Mittwoch, 2. April 2014

"Ravel - Der Stoff, aus dem Märchen sind"


Es war einmal ...

Jeder von uns kennt Märchen aus seiner Kindheit, die einem besonders ans Herz gewachsen sind. Oft sind die ersten Begegnungen mit Märchen derart intensiv, dass man sich noch genau erinnern kann, wo man sie das erste Mal gehört, wer sie einem vorgelesen oder wie es damals gerochen hat. Oft sind diese Erinnerungen mit der wohligen Wärme im Schutz der Kindheitstage verbunden, fern jeder Sorge. Und auch heute (als der Jugend Entwachsener) denkt man an diese stillen Momente der Freude gerne zurück.
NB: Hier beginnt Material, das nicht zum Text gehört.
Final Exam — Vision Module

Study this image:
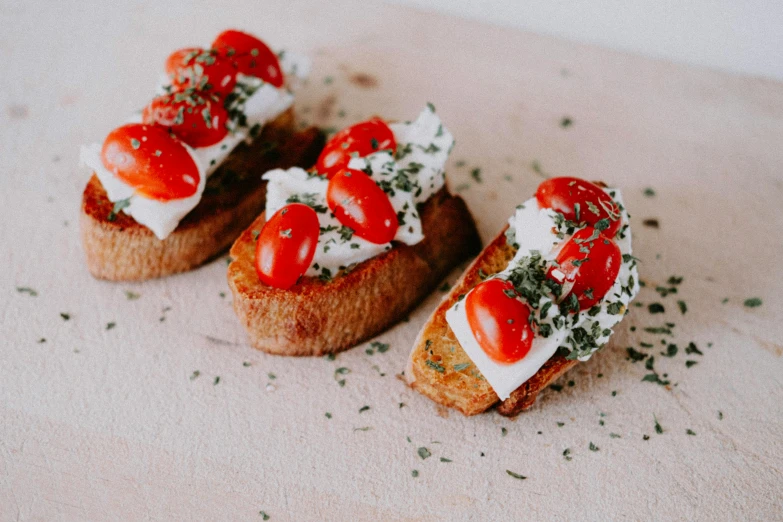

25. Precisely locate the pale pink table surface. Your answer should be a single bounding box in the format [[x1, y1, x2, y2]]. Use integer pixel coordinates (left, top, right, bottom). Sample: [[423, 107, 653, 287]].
[[1, 1, 782, 520]]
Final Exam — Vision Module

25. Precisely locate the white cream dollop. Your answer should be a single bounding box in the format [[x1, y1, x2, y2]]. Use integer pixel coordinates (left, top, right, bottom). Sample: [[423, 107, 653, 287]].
[[262, 106, 454, 279], [80, 50, 309, 240], [445, 190, 639, 400]]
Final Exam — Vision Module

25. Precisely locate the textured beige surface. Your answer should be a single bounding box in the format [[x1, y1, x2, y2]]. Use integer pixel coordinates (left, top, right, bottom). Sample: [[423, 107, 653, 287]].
[[1, 1, 782, 520]]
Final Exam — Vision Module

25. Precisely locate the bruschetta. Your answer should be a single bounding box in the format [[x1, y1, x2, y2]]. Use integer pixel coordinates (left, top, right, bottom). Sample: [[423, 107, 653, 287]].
[[227, 105, 481, 355], [407, 177, 640, 416], [80, 29, 321, 280]]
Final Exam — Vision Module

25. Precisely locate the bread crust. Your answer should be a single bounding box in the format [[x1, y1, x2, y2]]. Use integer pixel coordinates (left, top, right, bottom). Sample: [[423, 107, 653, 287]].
[[407, 226, 578, 417], [227, 189, 481, 356], [80, 109, 325, 281]]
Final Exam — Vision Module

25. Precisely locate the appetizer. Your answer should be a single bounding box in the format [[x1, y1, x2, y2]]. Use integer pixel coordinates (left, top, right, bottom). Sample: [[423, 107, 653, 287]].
[[407, 177, 640, 416], [228, 105, 481, 355], [80, 29, 323, 280]]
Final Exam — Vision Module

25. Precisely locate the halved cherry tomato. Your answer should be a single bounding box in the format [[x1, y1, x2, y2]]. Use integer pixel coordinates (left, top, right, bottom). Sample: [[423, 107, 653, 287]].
[[547, 227, 621, 311], [326, 168, 398, 244], [466, 279, 534, 364], [255, 203, 319, 289], [142, 91, 228, 148], [101, 124, 200, 201], [536, 177, 622, 238], [315, 118, 396, 179], [212, 30, 284, 88], [165, 47, 237, 95]]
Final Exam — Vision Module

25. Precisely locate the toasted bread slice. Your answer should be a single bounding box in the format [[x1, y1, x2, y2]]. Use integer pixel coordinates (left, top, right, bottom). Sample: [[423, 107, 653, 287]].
[[80, 109, 325, 281], [227, 188, 481, 356], [407, 226, 578, 417]]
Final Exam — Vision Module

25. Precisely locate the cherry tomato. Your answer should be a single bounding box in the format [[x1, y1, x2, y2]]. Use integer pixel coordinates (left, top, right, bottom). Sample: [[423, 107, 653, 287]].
[[212, 30, 284, 88], [315, 118, 396, 179], [255, 203, 320, 289], [326, 168, 398, 244], [101, 124, 200, 201], [165, 47, 237, 95], [536, 177, 622, 238], [142, 91, 228, 148], [547, 227, 621, 311], [466, 278, 534, 364]]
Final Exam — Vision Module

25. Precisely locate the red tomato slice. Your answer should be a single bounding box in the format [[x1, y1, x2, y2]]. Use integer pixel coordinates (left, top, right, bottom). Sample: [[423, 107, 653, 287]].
[[101, 124, 200, 201], [212, 30, 284, 88], [255, 203, 320, 289], [547, 227, 621, 311], [165, 47, 237, 95], [326, 168, 398, 244], [535, 177, 622, 238], [466, 279, 534, 364], [315, 118, 396, 179], [142, 91, 228, 148]]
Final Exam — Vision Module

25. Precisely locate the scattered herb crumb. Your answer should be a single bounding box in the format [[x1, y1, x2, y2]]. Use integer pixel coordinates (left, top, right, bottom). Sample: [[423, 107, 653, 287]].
[[643, 435, 650, 440], [16, 287, 38, 296], [417, 447, 431, 460], [440, 457, 452, 463], [213, 376, 221, 385], [560, 117, 573, 128], [359, 405, 370, 413], [106, 322, 116, 330], [589, 442, 599, 452], [686, 429, 696, 436], [190, 371, 200, 380], [685, 360, 698, 368], [654, 415, 664, 434], [648, 303, 665, 314], [643, 187, 656, 197], [506, 470, 526, 480], [411, 470, 419, 477], [243, 362, 251, 367], [60, 313, 70, 321], [124, 290, 140, 300], [267, 372, 276, 380], [354, 426, 372, 432], [610, 433, 621, 439], [557, 422, 565, 427], [744, 297, 762, 308], [501, 427, 507, 437], [563, 448, 572, 461], [325, 412, 332, 419], [259, 511, 270, 520], [470, 168, 482, 183]]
So ging es wohl auch Maurice Ravel (1875-1937), als er für die Kinder einer befreundeten Familie ein kleines Klavierstück zu deren Lieblingsmärchen "Dornröschen" ("La belle au bios dormant") komponierte. Es ist ein kurzes Werk in Form einer sensiblen Pavane (ein spezieller Gesellschaftstanz), deren liebreizenden Zartheit sich kaum jemand entziehen kann. Und vielleicht denkt dabei der eine oder andere verträumt an seine vergangenen Tage zurück.




Hinreißend, nicht wahr?

Die Kinder waren jedenfalls derart begeistert, dass sich Ravel zu einem Klavierzyklus "Ma mère l'oye" ("Mutter Gans") mit 5 Werken zu bestimmten Märchen überreden ließ, den er kurz darauf auch orchestrierte. Ein sehr beliebtes Stück daraus ist "Die Schöne und das Biest" ("Les entretiens de la belle et de la bête"), welches mit dem Thema der Schönen beginnt und in Minute 1:11 vom Thema des Biestes abgelöst wird. Jeder, der das Märchen kennt, kann sich denken, was mit beiden Themen gegen Ende hin geschieht.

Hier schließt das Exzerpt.